Finally, in a bid to soothe tempers and repair the ravaged reputation, the government appointed a panel headed by former RBI governor Bimal Jalan. The panel also comprised of former RBI deputy governor Rakesh Mohan (vice-chairman of the committee), the RBI's board directors Bharat Doshi (an acclaimed chartered accountant), Sudhir Mankad (retired IAS officer), serving deputy governor N S Vishwanathan and the then finance secretary S C Garg.
After overcoming some dissent from one member (SC Garg), the Jalan panel submitted a “unanimous” report last week, since Garg had ceased to be both finance secretary and hence a member of the panel.
The Jalan committee rejected the old Subramanian argument that revaluation reserves should be included while calculating a central bank’s balance sheet. As per Jalan panel, at about Rs 3 lakh crore, RBI’s contingency reserves are only 6.8 percent of its balance sheet of about Rs 40 lakh crore. The panel recommended that keeping in mind international standards, it would like the RBI’s contingency reserves to be 5.5-6.5 percent of its balance sheet.
RBI’s research wing CAFRAL had published a research paper earlier this year which found that globally central banks keep an average 6.5 percent as a contingency reserve. Emerging market central banks are found to have an average contingency reserve of 6.86 percent.

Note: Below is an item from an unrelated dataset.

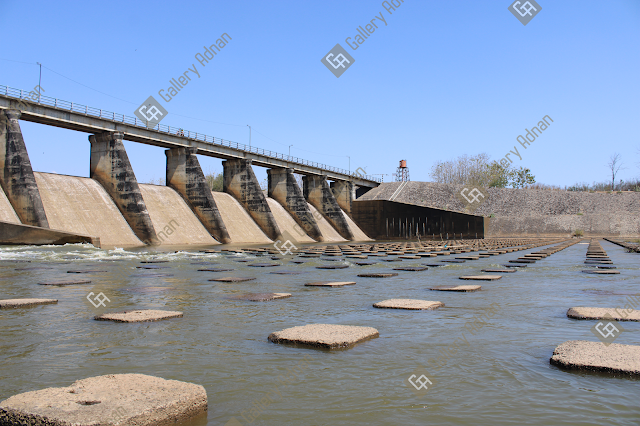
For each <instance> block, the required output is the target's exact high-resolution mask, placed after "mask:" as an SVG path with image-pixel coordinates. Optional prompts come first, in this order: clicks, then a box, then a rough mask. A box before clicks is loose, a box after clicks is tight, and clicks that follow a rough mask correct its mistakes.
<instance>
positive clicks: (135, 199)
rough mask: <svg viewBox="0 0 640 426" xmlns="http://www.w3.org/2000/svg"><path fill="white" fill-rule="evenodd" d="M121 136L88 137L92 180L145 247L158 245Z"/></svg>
mask: <svg viewBox="0 0 640 426" xmlns="http://www.w3.org/2000/svg"><path fill="white" fill-rule="evenodd" d="M123 136H124V135H123V134H122V133H120V132H103V133H98V134H95V135H91V136H89V142H91V167H90V177H91V179H95V180H97V181H98V182H99V183H100V185H102V186H103V187H104V189H105V190H106V191H107V193H108V194H109V195H110V196H111V198H112V199H113V201H114V202H115V204H116V206H117V207H118V210H120V213H122V216H124V218H125V220H126V221H127V223H128V224H129V226H130V227H131V229H132V230H133V232H134V233H135V234H136V236H137V237H138V238H139V239H140V241H142V242H143V243H145V244H159V243H160V241H159V240H158V237H157V235H156V231H155V229H154V228H153V223H152V222H151V217H150V216H149V212H148V211H147V206H146V205H145V203H144V199H143V198H142V193H141V191H140V187H139V186H138V181H137V180H136V176H135V174H134V173H133V168H132V167H131V163H129V157H128V156H127V152H126V151H125V149H124V144H123V143H122V137H123Z"/></svg>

The RBI board accepted Jalan panel’s recommendations on Monday and decided that for now 5.5 percent reserves will do. Consequently the excess (6.8% - 5.5% = 1.3% of balance sheet) was considered excess and transferred to the government. This worked out to an amount of Rs 52,637 crores.
The independence of the committee certainly deserves praise. Faced with the slowdown and pressured by election promises, the government would have liked a larger transfer. But the RBI board members and former governors kept their head down, worked out the international standard and stuck to it. Kudos also to the government for accepting that a manna of Rs 4 lakh crore, as promised by the former CEA, not being acceptable to the six wise men in the committee.
In the end, it may have just have been a face-saving formula. The RBI Board didn’t want the government to lose face and hence agreed to accept the lower end of the band recommended by the panel so that at least some money can be transferred. Nor did the panel want RBI’s actual or perceived autonomy to be diminished.
Also, all transfer of dividend from RBI is actually just printing of notes, and printing a large amount of notes (say Rs 4 lakh crore) would have amounted to monetisation of the deficit, would have been inflationary and attracted suspicion and criticism from international markets and rating agencies.
The paltry amount of Rs 52,637 crores satisfied all sides and arguments and has also left the bond and equity markets a trifle happy since the government has a little more money to spend.
As Shakespeare would say, “all’s well that ends well” but in this hour of happiness, it is worth remembering the stout defence of RBI as an institution put up by the former RBI governor and his deputy governor.